Maçta son bölüme girildiğinde Milan maçına benzer bir yorgunluk belirtisi çöktü takımın üzerine. Newcastle'da yapılan değişiklikler olumlu yanıtlar verirken Gervinho bir etki yaratamadı. Bunun üzerine Rosicky ile Ramsey yer değiştirerek orta sahayı canlandırmaya çalıştı Wenger. Pardew ise son değişikliğini Newcastle adına Coloccini ve Simpson'dan sonra sahanın en iyisi Tiote'yi sakatlığı nedeniyle çıkararak kullandı. Oyuna ise Guthrie girdi. Arsenal son terinin son damlasına kadar gol aramaya devam ederken Simpson ikinci defa topu çizgi üzerinden çıkararak Newcastle'ı kurtaran isim oldu. 90. dakikada Vermaelen'in kafasında da Krul müthiş kurtardı. Maç tam bitti dediğimiz anda ise Newcastle atağında kazanılan top ile gelişen kontra atakta Walcott ortasında seken topu kovalayan Vermaelen altın vuruşu yaptı ve Arsenal'e galibiyeti getiren golü attı.

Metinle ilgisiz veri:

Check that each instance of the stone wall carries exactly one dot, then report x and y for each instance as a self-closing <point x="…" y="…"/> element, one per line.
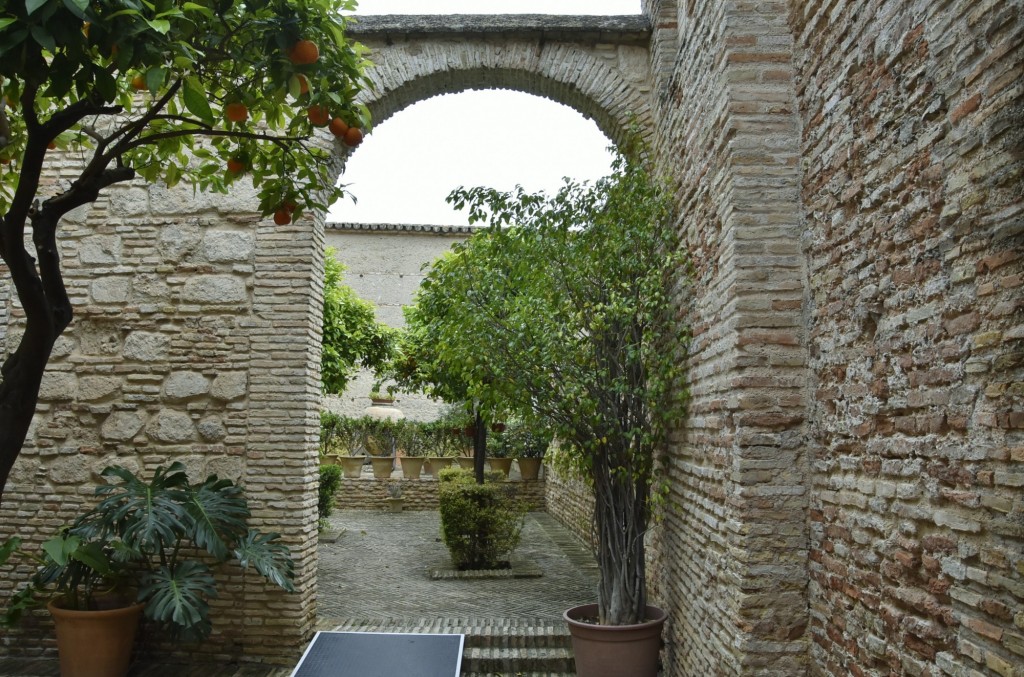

Açık söylemek gerekirse oyuna yaptığı doğru müdahalelerle Pardew önemli işler yaptı. Fakat hücum anlamında Newcastle Çıldır Gölü iken Arsenal Marmara Denizi gibiydi. Newcastle'ın kaleyi bulan 2 şutuna karşılık Arsenal'in 8 isabetli şutu vardı. Walcott iki devre iki ayrı isme karşı oynamasına karşın harika bir maç çıkardı. Arteta %94 oranla yaptığı 88 pas, 6'da 6 isabetli uzun pas ve 4 top çalma ile orta sahayı tek başına idare etti. Rosicky'de oyundan çıkana kadar varını yoğunu ortaya koydu. İnsan keşke 3-4 yaş daha genç olsaydı diyor. Savunma anlamında Coloccini ya da Simpson kadar iyi görünmemiş olabilir ama bunun nedeni Demba Ba'nın tek forvet olarak çok etkisiz kalmasıydı. Song-Vermaelen-Koscielny üçlüsü onu adet yuttu. Tiote'nin sakatlanarak çıkması Arteta'ya son bölümde daha geniş bir alan sağladı ve bundan yararlandı. Szczesny'nin kaleyi tutan iki şuttan birini yemiş olması ise düşündürücü. Oyuna sonradan giren Ramsey ve Gervinho yine yeteri kadar etki göstermediler ama kenardan gelecek oyunlar olarak kaliteli isimler.

Sonuç olarak Tottenham'ın bir puan arkasında ve Chelsea ile içeride oynayacağımız bir maç olmak ile birlikte 3 puan önündeyiz. Bu takımın artık ligi ilk dört dışında bitireceğine inanmak zor. Üst üste dördüncü kez geriden gelerek galip geldik. Bu takımların Sunderland, Tottenham, Liverpool ve Newcastle olduğunu da hatırlatmak lazım. Bu kaçıncı dönüş. Takımda son dakikaya kadar bitmeyen bir inanç oluştu. Umarım gelecek sezona da taşırız bu ruhu. Keşke bu halimiz sezon başında olsaydı demek geliyor içimizden ama yapacak bir şey yok. Bu sezonu olabilecek en üst yerde tamamlayarak gelecek sezona umutla bakmak dileğiyle.